La civilisation aztèque est aussi fascinante que terrifiante et on sent que l’auteur connaît son sujet. À la fin du livre, nous trouvons un lexique très utile ainsi qu’une galerie des personnages très instructive. Nous découvrons ainsi que les prénoms des différents personnages n’ont pas été attribués au hasard. Si Ameyal signifie printemps, Amocualli veut dire mauvais : c’est le nom du chef de la garde du palais qui est une véritable brute sans honneur. Je n’en dirai pas davantage, il vous faudra vous procurer le livre pour découvrir le sens des autres prénoms.

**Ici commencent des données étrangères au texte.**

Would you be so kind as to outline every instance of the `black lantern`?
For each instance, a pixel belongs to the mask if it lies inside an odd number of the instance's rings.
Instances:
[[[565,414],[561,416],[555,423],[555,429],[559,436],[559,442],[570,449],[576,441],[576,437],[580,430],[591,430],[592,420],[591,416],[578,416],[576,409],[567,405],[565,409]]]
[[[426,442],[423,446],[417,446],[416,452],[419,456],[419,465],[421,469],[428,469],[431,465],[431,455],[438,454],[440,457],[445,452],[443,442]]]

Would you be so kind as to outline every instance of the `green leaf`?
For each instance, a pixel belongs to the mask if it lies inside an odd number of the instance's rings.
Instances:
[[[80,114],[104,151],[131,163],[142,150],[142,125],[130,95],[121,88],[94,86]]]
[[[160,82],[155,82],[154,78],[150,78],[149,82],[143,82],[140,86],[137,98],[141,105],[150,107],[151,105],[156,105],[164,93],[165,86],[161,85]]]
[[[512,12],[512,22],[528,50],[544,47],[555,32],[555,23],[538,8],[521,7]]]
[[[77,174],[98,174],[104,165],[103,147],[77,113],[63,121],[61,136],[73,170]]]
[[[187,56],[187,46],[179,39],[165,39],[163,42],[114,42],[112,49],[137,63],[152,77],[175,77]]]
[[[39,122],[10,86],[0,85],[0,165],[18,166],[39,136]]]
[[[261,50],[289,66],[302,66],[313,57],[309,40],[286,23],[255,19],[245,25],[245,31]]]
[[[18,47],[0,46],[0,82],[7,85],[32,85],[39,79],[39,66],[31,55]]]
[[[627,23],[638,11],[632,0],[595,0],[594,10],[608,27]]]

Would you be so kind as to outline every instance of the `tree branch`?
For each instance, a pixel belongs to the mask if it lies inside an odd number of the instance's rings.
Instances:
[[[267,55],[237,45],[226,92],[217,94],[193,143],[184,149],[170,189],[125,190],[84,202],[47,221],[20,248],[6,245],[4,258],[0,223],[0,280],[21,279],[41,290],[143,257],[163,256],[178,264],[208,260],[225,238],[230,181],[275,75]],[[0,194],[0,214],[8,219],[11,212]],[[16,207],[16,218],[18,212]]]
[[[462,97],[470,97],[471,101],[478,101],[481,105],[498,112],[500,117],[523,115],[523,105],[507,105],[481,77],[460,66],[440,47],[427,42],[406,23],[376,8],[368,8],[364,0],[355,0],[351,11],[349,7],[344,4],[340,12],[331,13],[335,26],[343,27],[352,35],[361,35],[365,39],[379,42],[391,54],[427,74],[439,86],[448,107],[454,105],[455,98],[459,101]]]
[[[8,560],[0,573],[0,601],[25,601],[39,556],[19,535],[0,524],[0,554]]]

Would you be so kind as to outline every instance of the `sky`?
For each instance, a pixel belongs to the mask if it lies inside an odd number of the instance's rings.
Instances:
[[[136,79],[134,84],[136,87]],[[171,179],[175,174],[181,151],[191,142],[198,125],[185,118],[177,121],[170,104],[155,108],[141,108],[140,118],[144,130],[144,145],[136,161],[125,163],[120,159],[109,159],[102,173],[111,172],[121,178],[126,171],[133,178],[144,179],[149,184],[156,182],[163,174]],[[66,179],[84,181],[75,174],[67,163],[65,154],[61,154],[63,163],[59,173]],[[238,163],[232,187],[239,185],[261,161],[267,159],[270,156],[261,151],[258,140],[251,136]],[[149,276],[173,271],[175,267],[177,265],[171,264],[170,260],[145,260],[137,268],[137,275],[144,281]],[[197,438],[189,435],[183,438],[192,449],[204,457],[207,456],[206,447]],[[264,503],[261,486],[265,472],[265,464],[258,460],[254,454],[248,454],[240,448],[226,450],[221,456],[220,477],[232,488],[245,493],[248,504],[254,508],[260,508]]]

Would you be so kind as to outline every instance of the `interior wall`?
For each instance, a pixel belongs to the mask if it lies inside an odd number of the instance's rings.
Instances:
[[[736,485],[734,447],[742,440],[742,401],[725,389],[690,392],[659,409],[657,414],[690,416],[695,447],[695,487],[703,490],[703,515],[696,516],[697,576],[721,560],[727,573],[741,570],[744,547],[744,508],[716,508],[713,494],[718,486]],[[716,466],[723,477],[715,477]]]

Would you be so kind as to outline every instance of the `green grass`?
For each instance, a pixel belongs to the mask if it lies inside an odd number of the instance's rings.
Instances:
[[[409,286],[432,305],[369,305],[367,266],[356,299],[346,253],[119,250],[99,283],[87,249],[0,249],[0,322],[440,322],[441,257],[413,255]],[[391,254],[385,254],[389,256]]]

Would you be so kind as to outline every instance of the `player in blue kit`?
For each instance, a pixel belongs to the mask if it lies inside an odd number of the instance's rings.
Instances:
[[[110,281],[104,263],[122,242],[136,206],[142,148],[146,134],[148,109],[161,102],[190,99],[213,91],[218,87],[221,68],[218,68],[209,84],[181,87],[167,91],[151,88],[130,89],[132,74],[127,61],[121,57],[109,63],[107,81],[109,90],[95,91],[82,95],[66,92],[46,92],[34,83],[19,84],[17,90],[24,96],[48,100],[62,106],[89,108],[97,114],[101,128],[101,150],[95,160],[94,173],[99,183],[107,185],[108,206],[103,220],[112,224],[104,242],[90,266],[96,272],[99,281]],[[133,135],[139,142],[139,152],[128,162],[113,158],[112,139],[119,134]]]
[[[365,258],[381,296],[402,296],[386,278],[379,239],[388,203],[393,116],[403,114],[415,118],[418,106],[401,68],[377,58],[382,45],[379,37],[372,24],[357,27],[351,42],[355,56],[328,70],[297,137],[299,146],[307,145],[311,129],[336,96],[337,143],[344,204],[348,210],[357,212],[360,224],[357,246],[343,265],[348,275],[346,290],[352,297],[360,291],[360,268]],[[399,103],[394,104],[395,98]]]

Éric Costa sait nous captiver dès la première page. Ses descriptions sont documentées et d’un réalisme saisissant. Il m’a totalement embarquée dans l’intrigue et je n’ai pas arrêté de trembler pour Ameyal à qui je me suis attachée. Pour un peu, elle m’aurait fait avoir des cheveux blancs ! La prison est vraiment un moindre mal chez les Aztèques et ils ne manquaient pas d’imagination pour punir des esclaves, concubines ou épouses prises en flagrant délit de désobéissance : supplice des piments, langue coupée, lapidation…

Quant à la fin, l’auteur nous laisse sur une question inquiétante et j’avoue attendre avec impatience le mois d’octobre pour découvrir comment Ameyal va pouvoir se sortir de là sans encombre.